Planning for the base, originally intended to be a satellite base to Salina’s Smoky Hill Army Air Field, began in 1942. A site was chosen in July, and was described as a collaborative effort between public and private organizations, including the Army, the Great Bend Chamber of Commerce and private citizens.

Three 8,000-foot runways were constructed to support massive B-29 Superfortress bombers, and the first enlisted units were officially transferred to the air base in February 1943. The site was mainly responsible for processing bomber units, but some training was done there as well.
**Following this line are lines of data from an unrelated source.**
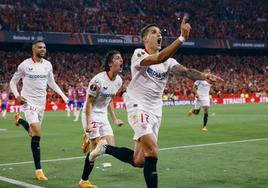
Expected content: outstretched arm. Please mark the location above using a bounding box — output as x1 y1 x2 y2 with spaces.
47 71 69 103
108 100 124 126
9 65 25 104
140 16 191 66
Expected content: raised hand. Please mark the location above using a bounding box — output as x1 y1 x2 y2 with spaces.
181 16 192 40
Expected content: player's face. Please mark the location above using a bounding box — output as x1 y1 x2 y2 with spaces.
33 42 47 58
144 26 162 51
110 54 123 73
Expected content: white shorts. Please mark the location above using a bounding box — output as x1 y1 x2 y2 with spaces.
128 109 161 140
22 104 45 125
82 113 114 139
194 99 210 109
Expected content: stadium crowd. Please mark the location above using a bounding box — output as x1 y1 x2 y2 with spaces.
0 51 268 102
0 0 268 40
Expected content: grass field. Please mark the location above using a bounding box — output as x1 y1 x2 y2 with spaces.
0 104 268 188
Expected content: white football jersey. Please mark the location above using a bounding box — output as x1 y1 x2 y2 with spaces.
11 58 55 108
194 80 211 100
125 48 179 116
83 71 123 121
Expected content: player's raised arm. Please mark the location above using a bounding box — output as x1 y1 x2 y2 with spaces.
9 65 24 99
140 16 191 66
85 95 95 132
108 100 124 126
47 67 68 103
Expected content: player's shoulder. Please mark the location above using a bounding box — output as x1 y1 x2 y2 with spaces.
132 48 146 58
90 71 107 84
115 75 123 83
93 71 107 79
165 57 180 64
43 58 52 67
19 58 33 66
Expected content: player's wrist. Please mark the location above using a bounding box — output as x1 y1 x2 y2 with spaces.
178 35 186 43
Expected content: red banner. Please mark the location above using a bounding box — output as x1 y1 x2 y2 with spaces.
0 96 268 113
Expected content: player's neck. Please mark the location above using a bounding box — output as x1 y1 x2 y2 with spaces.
144 47 159 54
106 71 116 81
32 55 42 63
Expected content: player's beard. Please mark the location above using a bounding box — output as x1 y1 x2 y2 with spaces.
36 52 46 59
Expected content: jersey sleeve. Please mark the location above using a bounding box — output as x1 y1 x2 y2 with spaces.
131 48 149 69
87 76 102 97
167 58 180 71
194 80 200 86
9 63 24 98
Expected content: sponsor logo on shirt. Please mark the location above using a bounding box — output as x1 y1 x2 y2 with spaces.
146 67 168 80
28 74 47 79
100 92 114 97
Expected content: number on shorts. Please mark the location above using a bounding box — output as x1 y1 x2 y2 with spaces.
141 113 150 123
91 121 97 128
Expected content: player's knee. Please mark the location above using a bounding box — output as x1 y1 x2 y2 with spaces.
132 159 144 168
193 109 200 115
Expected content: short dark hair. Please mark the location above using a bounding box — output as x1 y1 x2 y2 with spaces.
102 50 120 71
140 23 158 39
32 40 45 45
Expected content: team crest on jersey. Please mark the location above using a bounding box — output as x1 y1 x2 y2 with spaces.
89 84 98 91
146 67 168 80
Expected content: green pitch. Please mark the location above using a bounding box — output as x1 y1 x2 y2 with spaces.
0 104 268 188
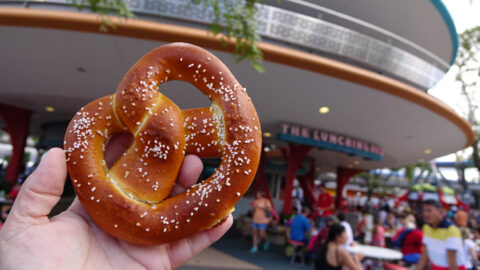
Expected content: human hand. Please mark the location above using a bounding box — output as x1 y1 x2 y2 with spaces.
0 137 232 270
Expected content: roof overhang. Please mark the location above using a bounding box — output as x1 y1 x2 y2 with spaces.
0 9 474 173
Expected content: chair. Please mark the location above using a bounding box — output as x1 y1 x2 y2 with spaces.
288 239 305 265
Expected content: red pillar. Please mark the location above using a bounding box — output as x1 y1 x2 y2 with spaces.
335 167 365 208
252 146 278 217
0 103 32 184
298 159 317 206
282 143 313 215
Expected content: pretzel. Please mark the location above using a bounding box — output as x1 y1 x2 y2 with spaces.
64 43 261 245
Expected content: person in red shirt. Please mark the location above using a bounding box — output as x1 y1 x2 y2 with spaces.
312 183 335 229
392 220 423 264
317 183 335 218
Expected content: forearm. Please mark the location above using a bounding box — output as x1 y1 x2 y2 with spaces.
415 247 428 270
447 250 458 270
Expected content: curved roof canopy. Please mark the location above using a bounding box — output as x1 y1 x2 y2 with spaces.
0 11 473 173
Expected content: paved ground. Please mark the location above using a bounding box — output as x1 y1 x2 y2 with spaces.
179 229 313 270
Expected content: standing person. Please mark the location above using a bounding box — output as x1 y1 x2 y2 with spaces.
460 228 478 270
372 215 385 247
250 190 272 253
317 182 335 227
415 200 466 270
315 223 363 270
338 212 353 247
308 215 339 253
289 207 312 245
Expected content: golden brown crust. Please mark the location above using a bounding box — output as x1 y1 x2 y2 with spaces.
64 43 261 244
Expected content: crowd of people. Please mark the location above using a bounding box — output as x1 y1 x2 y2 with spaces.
251 186 480 270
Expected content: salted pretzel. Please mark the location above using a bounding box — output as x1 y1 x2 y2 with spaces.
64 43 261 244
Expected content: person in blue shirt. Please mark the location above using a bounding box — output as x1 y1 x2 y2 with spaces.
290 207 312 244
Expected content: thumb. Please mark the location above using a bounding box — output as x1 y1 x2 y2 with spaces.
5 148 67 229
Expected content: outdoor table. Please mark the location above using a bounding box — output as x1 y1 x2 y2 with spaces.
347 245 403 260
383 232 395 238
0 197 13 203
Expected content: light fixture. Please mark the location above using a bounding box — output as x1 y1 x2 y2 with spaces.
75 66 87 73
318 106 330 114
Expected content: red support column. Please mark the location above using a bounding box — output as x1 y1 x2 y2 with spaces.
298 159 317 206
335 167 365 209
282 143 313 215
0 103 32 184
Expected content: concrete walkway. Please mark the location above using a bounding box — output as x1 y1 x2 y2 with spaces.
178 228 313 270
178 247 262 270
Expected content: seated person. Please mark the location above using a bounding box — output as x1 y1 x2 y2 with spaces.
315 223 364 270
289 207 312 244
392 219 423 264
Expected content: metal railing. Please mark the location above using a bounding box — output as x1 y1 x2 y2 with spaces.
0 0 448 90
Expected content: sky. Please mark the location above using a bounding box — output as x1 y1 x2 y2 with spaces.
428 0 480 181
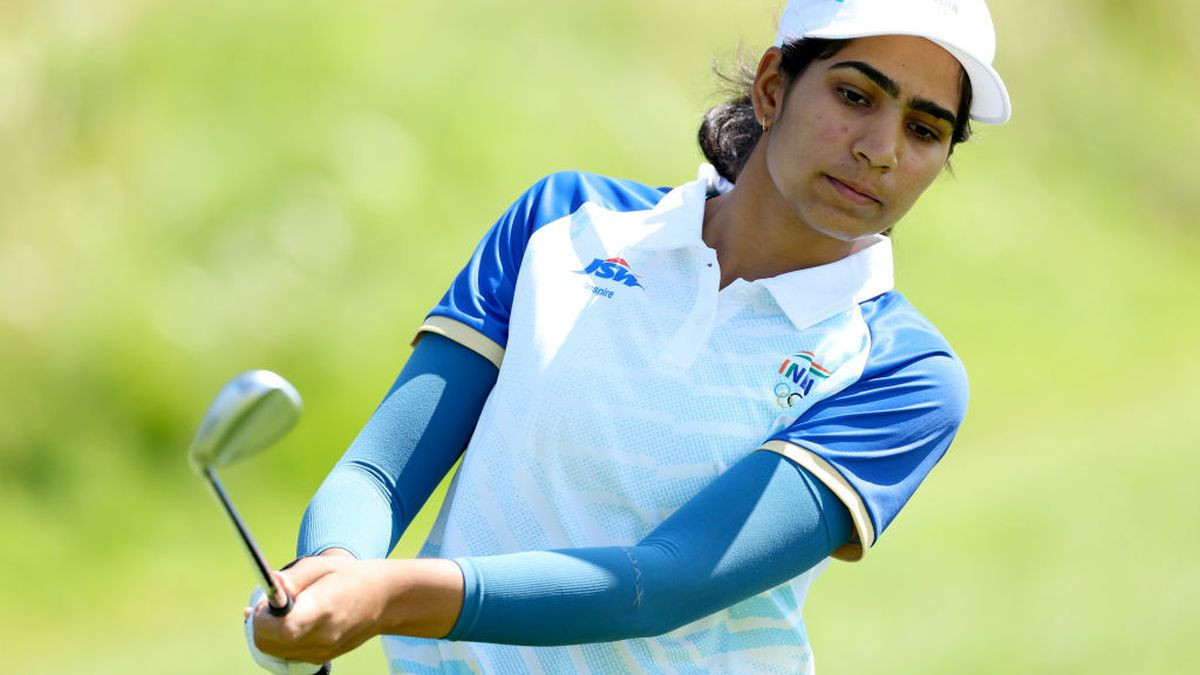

At its largest, the base contained over 200 buildings, a water storage and distribution system, sewage system and treatment plant, and electric transmission lines. These were followed in time by facilities for recreation and services. During the summer and fall of 1943, a service club, theater and bowling alley were completed, according to Kansas Historical Quarterly.

Throughout its active life in World War II, records from the 1959 Kansas Historical Quarterly indicate more that 6,400 personnel were stationed at the airbase through the end of January 1945.

Though many of the buildings were dismantled following the base’s deactivation in early 1946, the main structures, as well as two of the runways, would remain intact and serve as the genesis for the later establishment of Great Bend Municipal Airport. A third runway on the north side now serves as the SRCA Drag Strip.

Recently painted murals of both the B-29’s and drag strip, as well as veterans memorials across the county, now serve as vibrant and lasting reminders of how that day changed lives and landscape in Barton County.

Thus, the legacy of the “day that will live in infamy” lives on in the lives and memories of so many men and women whose lives were changed forever on a December Sunday morning in 1941.